Students at the Salavane TTC receive instruction on the UXO Risk Education curriculum and answer questions to demonstrate their understanding of the curriculum.

Funded by the U.S. government, the Comprehensive Mine Risk Education (MRE) Project aims to reduce injury and death from unexploded ordnance (UXO) by informing school-age children about how to protect themselves and their peers. Formerly known as the UXO Education and Awareness Project, World Education (WEI) began developing a primary school curriculum about UXO safety in 1996. While the number of UXO accidents in Laos has decreased significantly since that time, children represented 53% of UXO casualties from 2016 to 2018, which demonstrates a continuing need to disseminate MRE to children.
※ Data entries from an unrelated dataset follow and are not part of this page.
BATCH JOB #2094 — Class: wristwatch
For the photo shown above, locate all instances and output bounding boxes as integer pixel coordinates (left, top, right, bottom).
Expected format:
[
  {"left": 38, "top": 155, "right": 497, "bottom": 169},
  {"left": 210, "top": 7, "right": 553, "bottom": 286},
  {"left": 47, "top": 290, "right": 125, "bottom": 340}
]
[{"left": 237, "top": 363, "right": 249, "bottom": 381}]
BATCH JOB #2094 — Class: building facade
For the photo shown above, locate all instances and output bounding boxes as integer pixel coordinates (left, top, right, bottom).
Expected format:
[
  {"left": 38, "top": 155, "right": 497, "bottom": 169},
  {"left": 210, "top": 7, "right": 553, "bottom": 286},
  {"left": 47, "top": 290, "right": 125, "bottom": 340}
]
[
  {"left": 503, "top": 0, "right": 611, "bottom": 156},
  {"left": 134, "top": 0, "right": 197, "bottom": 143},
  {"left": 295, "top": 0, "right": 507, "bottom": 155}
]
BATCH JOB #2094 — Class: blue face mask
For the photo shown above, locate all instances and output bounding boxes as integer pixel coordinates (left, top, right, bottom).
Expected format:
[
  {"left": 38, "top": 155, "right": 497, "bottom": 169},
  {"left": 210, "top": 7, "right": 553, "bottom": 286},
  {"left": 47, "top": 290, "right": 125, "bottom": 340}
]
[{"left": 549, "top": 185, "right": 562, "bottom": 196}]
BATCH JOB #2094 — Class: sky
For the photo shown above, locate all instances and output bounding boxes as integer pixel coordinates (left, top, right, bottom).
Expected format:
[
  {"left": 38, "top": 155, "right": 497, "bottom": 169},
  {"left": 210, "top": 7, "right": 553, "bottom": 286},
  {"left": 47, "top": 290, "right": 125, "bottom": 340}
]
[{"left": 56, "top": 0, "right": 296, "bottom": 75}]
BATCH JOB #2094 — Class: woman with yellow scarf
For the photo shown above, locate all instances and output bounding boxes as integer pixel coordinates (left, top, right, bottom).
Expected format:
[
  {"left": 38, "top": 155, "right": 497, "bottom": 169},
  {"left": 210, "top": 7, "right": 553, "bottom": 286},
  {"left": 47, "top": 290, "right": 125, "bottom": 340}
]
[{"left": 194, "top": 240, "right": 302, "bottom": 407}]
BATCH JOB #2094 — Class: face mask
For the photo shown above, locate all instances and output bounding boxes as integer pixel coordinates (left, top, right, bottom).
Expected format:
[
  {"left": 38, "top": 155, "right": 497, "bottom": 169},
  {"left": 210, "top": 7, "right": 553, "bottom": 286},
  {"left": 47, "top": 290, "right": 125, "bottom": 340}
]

Today, the project reaches young people at risk of UXO accidents through curriculum in the formal education system as well as through puppetry performances at the community level. The overall emphasis is on building the capacity of the Ministry of Education and Sports (MOES) to manage MRE in the future. In the current three-year project period (2018-2020), the MRE project added Bolikhamxay as a target province and now reaches all 88 districts in Xieng Khouang, Luang Prabang, Houaphan, Khammouane, Sekong, Champassak, Savannakhet, Saravane, Attapeu, and Bolikhamxay provinces. Project activities include:

  • Supporting the Government of Laos to integrate MRE into the national primary school curriculum, enabling over 500,000 children in 5,820 primary schools to receive messages about UXO safety;
  • Developing a new handbook for teaching MRE in secondary schools;
  • Ensuring 3,800 student teachers in the eight Teacher Training Colleges throughout Laos will learn how to teach MRE in primary schools.
  • Enabling 220 puppetry troupes in primary schools to disseminate MRE to thousands of fellow students and community members throughout Laos.
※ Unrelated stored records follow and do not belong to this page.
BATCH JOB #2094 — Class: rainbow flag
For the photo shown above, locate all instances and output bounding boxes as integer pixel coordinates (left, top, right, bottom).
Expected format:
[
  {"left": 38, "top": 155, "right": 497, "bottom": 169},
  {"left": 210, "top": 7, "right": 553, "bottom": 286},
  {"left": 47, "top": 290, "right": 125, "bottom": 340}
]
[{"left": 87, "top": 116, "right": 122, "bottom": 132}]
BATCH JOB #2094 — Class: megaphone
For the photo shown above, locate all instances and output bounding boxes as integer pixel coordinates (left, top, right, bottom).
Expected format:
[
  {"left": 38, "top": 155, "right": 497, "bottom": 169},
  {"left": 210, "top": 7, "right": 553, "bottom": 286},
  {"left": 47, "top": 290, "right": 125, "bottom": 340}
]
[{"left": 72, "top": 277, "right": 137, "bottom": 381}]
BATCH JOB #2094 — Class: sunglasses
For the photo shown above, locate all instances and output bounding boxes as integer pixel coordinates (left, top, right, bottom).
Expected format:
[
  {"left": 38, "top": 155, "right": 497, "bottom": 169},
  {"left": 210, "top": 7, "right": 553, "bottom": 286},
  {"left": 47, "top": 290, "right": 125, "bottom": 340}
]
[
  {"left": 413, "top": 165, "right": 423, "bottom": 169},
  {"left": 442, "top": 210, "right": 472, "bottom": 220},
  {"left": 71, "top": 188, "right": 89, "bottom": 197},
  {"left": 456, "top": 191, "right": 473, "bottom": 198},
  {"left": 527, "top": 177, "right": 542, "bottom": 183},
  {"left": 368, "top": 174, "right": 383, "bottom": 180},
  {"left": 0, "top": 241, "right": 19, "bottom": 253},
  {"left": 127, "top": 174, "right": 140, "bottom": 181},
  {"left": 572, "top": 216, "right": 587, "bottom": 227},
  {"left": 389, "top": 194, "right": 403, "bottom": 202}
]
WEI has developed a comprehensive UXO curriculum which includes a teacher guide, storybooks, songbooks, and posters for each primary school grade (grades 1-5). In the current project period, WEI is supporting MOES to integrate MRE lessons into the national primary school science and environment curriculum. As part of the national curriculum, MRE lessons will reach every primary school student in Laos. The MRE Project and MOES are also designing and piloting a new secondary school MRE handbook for the first time. The MRE curriculum emphasizes participatory learning, featuring student-centered activities and messages that are easy to understand and recall.

To further ensure the dissemination of MRE, the Project facilitates Trainings of Trainers (ToTs) to teach in-service teachers how to utilize the MRE curriculum in their classrooms. WEI also works closely with the eight Teacher Training Colleges of Laos (TTC) to develop MRE teacher training materials, support professors to teach MRE, include MRE in summer refresher courses for in-service teachers, and ensure all final year TTC students are prepared to teach MRE.

To complement the in-school MRE, the MRE puppetry program involves children and teachers from high-UXO risk communities to develop puppetry performances to bring the education about UXO out of the classroom and into communities. In 1999, WEI contracted the National Puppet Theater of Laos to train teachers to establish the first MRE puppetry troupes in Xieng Khouang, Houaphan, Savannakhet and Saravane Provinces. Today, WEI has worked with MOES to establish more than 88 troupes which perform on Teacher’s Day and Children’s Day, reaching between 70,000 and 80,000 community members each year throughout the 10 target provinces. Based on the success of these troupes, WEI will increase the number of puppetry troupes to 220 during the current project period to deliver MRE to even more community members and provide an engaging complement to the formal curriculum.